Quando obrigatório, o estudo da sua obra mais afastava do que atraía leitores para seus versos. Em 1973, Ulysses Guimarães, anticandidato do então MDB a presidente contra a ditadura militar, tinha sua campanha censurada nos meios de comunicação e substituída por versos d´Os Lusíadas nas páginas do jornal O Estado de S. Paulo. Ele desabafou: “Quem mais atrapalha o MDB é o Luís de Camões. Este poeta tem me perseguido desde os bancos escolares, quando eu o achava incompreensível”.

Era o tempo em que na aula de gramática dava-se os versos 5 a 7 da estrofe 51 do canto IV:

O bem co mal, o gosto coa tristeza.
Quem viu sempre um estado deleitoso?
Ou quem viu em Fortuna haver firmeza?

– e se perguntava: Por que tristeza e firmeza se escrevem com z?

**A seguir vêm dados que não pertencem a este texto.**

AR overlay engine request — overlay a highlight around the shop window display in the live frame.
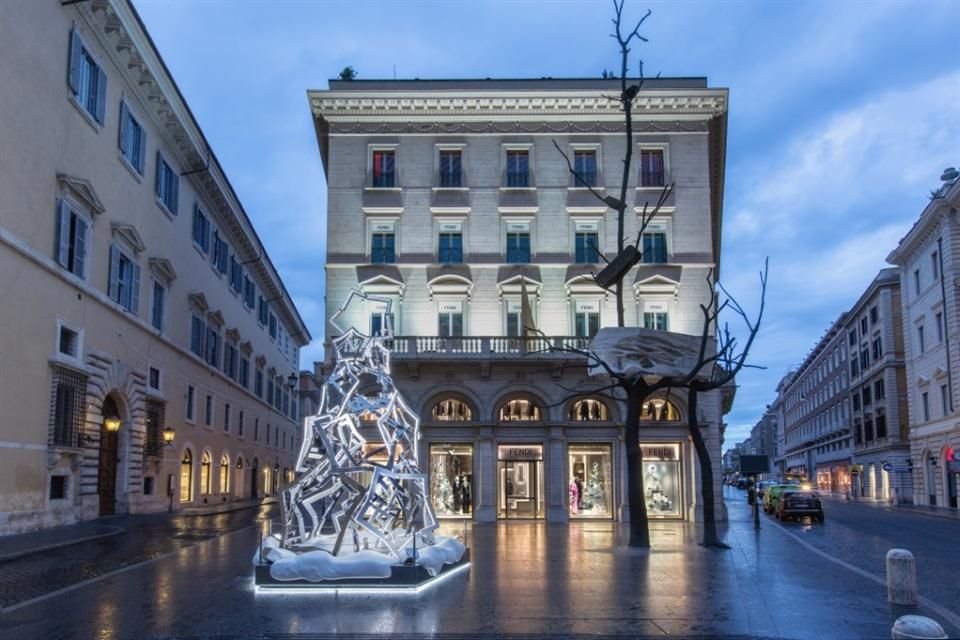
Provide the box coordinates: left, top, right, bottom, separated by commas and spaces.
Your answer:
569, 398, 610, 422
641, 443, 682, 518
429, 444, 473, 518
431, 399, 473, 421
640, 398, 680, 422
568, 444, 613, 518
499, 398, 542, 421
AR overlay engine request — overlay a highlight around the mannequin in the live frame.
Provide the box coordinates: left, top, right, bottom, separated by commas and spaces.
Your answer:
453, 476, 463, 512
460, 475, 471, 514
569, 477, 580, 514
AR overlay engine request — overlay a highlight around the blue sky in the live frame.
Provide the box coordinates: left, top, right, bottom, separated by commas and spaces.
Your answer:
134, 0, 960, 449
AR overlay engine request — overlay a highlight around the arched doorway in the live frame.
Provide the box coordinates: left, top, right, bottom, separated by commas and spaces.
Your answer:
180, 449, 194, 503
251, 457, 259, 499
98, 395, 122, 516
234, 457, 245, 498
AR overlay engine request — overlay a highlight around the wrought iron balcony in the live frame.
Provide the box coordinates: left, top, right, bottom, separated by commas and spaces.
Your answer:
384, 335, 592, 359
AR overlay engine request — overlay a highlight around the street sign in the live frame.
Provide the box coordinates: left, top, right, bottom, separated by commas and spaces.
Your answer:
882, 462, 893, 473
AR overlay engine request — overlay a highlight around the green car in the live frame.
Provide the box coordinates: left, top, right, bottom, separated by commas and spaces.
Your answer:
763, 484, 802, 513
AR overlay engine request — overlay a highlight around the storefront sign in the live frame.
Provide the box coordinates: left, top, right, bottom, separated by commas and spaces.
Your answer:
506, 221, 530, 232
641, 443, 679, 460
439, 222, 462, 232
574, 220, 599, 232
438, 300, 463, 313
645, 221, 667, 232
575, 300, 600, 313
498, 445, 543, 461
644, 301, 669, 313
371, 221, 395, 233
506, 299, 522, 313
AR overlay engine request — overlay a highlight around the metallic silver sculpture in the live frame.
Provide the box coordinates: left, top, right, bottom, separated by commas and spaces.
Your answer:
281, 291, 438, 561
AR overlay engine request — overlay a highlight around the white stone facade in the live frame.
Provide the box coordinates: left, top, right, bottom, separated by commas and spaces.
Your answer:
309, 78, 729, 524
0, 0, 309, 534
887, 173, 960, 509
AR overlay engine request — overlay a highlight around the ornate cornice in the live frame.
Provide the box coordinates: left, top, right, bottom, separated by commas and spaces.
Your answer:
328, 119, 709, 135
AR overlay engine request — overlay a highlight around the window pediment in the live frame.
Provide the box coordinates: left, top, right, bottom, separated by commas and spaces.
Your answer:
57, 173, 105, 216
148, 257, 177, 284
187, 291, 209, 312
240, 341, 253, 356
207, 310, 225, 327
110, 223, 146, 255
427, 265, 473, 298
225, 327, 241, 343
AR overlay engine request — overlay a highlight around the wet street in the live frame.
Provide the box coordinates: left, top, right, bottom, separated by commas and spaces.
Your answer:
0, 495, 956, 639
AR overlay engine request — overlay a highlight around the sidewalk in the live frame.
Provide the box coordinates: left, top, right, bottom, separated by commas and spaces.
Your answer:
0, 496, 273, 562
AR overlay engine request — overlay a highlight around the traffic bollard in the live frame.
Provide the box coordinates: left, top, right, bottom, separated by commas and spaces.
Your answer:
886, 548, 918, 606
890, 615, 947, 639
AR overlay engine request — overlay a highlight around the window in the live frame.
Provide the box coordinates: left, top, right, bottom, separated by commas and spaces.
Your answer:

Há uma excelente edição d’Os Lusíadas, preparada pela Biblioteca do Exército, com explicações detalhadas dos significados das suas 1.102 estrofes. Um de seus principais estudiosos no Brasil, Afrânio Peixoto, dedicou um de seus ensaios ao tema “Camões, poeta social”. Nele, trata de “um Camões político que nos ensine ou nos distraia gravemente”. Faz uma compilação de vários trechos da obra maior do poeta. Camões tratou, por exemplo, do rei Sancho II:

A rei não obedece, nem consente
Que não for, mais que todos, excelente.

E do D. Fernando:

Remisso, e sem cuidado algum, Fernando,
Que todo o reino pôs em muito aperto.

Num verso, sentenciou: “Que um fraco rei faz fraca a forte gente”. Noutro trecho, lamentou o descaso das classes dirigentes portuguesas com a cultura:

Sem vergonha o não digo, que a razão
De alguém não ser por versos excelente,
É não se ver prezado o verso e rima
Porque, quem não sabe a arte, não na estima.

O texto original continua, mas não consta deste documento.